DJ spin that shit! (Getty Images).

That may have been foreshadowed by what Spotify got caught doing in 2016: seeding its playlists with tunes it commissioned (from a couple of humans) and owned. And it may already be happening now.

“I would imagine that’s the logical extension of where this technology will all lead to if it hasn’t already,” says Low. “There’s certain patterns and structural formulas that we see in certain genres of music that would be programmable, for artificial intelligence to learn how to make. With studying what’s been effective in the last 12-18 months, pulling all these different metrics and data points together and reconstructing tings that should be pleasing.

“I would say though that if you’re just going to be constructing music from an automatic method, it’s likely to lose that creative flair that really can make music so special and exciting. So even if there’s just AI making music that ticks certain boxes for certain types of listening experiences, to me I don’t think that’s a threat of taking over music as a whole.”

Yet right now, ByteDance’s rival Tencent (also Chinese, also deeply invested in AI, already owns the majority of China’s digital music services) is negotiating to acquire a 10% stake in Universal Music, the world’s largest record company.
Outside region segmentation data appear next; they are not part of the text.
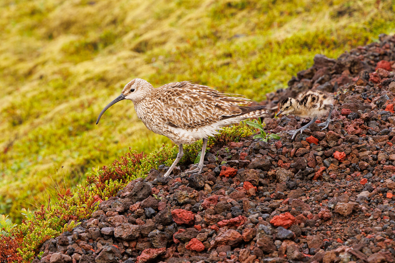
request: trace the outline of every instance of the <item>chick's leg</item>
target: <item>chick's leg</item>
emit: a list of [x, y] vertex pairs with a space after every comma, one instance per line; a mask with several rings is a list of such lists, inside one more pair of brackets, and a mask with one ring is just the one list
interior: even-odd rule
[[328, 127], [328, 126], [329, 125], [329, 123], [331, 121], [333, 121], [333, 120], [331, 119], [331, 115], [332, 115], [332, 111], [333, 110], [333, 104], [329, 104], [329, 114], [328, 114], [328, 118], [326, 119], [326, 121], [325, 122], [323, 122], [322, 123], [320, 123], [319, 124], [317, 124], [318, 126], [325, 126], [325, 127], [321, 129], [321, 131], [324, 131]]
[[192, 173], [196, 172], [198, 172], [199, 173], [201, 173], [201, 170], [203, 169], [203, 166], [204, 166], [204, 164], [203, 164], [203, 162], [204, 160], [204, 155], [206, 154], [206, 147], [207, 146], [207, 141], [208, 141], [208, 140], [207, 139], [205, 139], [204, 138], [203, 138], [203, 146], [201, 147], [201, 153], [200, 155], [200, 160], [199, 162], [199, 165], [198, 166], [198, 168], [192, 170], [192, 171], [186, 172], [186, 173]]
[[303, 131], [307, 129], [307, 127], [308, 127], [308, 126], [311, 125], [312, 123], [313, 122], [314, 122], [316, 121], [317, 120], [317, 118], [316, 117], [314, 117], [314, 118], [312, 120], [311, 120], [309, 123], [308, 123], [304, 126], [303, 127], [302, 127], [300, 129], [298, 129], [297, 130], [295, 131], [295, 132], [294, 132], [293, 133], [293, 135], [292, 136], [292, 138], [291, 139], [291, 140], [293, 140], [293, 138], [295, 138], [295, 136], [296, 136], [296, 134], [297, 133], [297, 132], [298, 131], [300, 131], [300, 134], [302, 134], [302, 132], [303, 132]]

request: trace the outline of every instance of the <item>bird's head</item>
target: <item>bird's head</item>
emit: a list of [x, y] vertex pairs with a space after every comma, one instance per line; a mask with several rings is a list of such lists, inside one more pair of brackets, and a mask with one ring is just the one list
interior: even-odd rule
[[99, 123], [99, 120], [104, 112], [118, 101], [129, 99], [134, 103], [138, 103], [144, 98], [150, 90], [153, 88], [154, 87], [152, 86], [147, 80], [138, 78], [133, 79], [125, 85], [121, 94], [109, 103], [102, 110], [96, 121], [96, 124]]
[[278, 116], [281, 113], [287, 115], [292, 113], [296, 109], [297, 101], [292, 98], [286, 98], [282, 100], [280, 103], [280, 111], [276, 116]]

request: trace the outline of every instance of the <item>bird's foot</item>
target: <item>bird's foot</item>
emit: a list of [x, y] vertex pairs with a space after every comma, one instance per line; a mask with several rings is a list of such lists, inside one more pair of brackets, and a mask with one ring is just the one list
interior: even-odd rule
[[293, 135], [292, 135], [292, 138], [291, 138], [291, 140], [293, 140], [293, 138], [295, 138], [295, 137], [296, 137], [296, 134], [297, 133], [297, 132], [298, 131], [300, 131], [300, 134], [302, 134], [302, 132], [303, 132], [303, 131], [304, 131], [305, 130], [307, 130], [307, 131], [310, 130], [310, 129], [308, 129], [307, 128], [304, 128], [303, 127], [302, 127], [302, 128], [298, 129], [297, 130], [295, 131], [295, 132], [293, 133]]
[[191, 171], [187, 171], [185, 172], [185, 173], [194, 173], [197, 172], [198, 173], [201, 173], [201, 170], [203, 170], [203, 167], [206, 166], [205, 164], [202, 164], [201, 166], [199, 165], [196, 165], [196, 164], [192, 164], [193, 166], [197, 166], [197, 168], [196, 169], [194, 169], [193, 170], [191, 170]]
[[329, 126], [329, 124], [331, 123], [331, 122], [333, 121], [333, 120], [330, 119], [328, 120], [327, 120], [325, 122], [323, 122], [322, 123], [318, 123], [318, 124], [317, 125], [317, 126], [323, 126], [325, 125], [325, 127], [321, 129], [321, 131], [324, 131], [324, 130], [325, 130], [325, 129], [326, 129], [328, 127], [328, 126]]

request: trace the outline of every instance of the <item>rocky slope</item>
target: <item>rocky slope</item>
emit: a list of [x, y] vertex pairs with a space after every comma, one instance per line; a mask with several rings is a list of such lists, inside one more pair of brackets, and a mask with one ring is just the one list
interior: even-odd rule
[[273, 117], [285, 96], [333, 92], [329, 129], [291, 141], [308, 121], [267, 118], [280, 140], [212, 148], [201, 175], [152, 170], [34, 262], [393, 262], [395, 38], [380, 40], [337, 60], [316, 56], [263, 102]]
It’s hard not to see this as the beginning of a potential new paradigm in a media sector that typically sees change first.

Music was disrupted by the internet before most global businesses and continues to experience change in its fundamental structures and assumptions in a way that you pretty much have to be inside to fully grasp. But bear in mind that ByteDance launched with and still operates a news aggregator and it’s pretty clear that other sectors would be well-advised to watch what happens in music.

But for people who make music, perhaps the rule is still going to be: just make the music that you want.

“From an independent distributor’s perspective, absolutely,” says Low. “We represent emerging artists, established artists, all the artists that are making this music, because they want to, they love to, they need to. Regardless of what AI may be doing in the music space, artists should just carry on making the music they want to make.”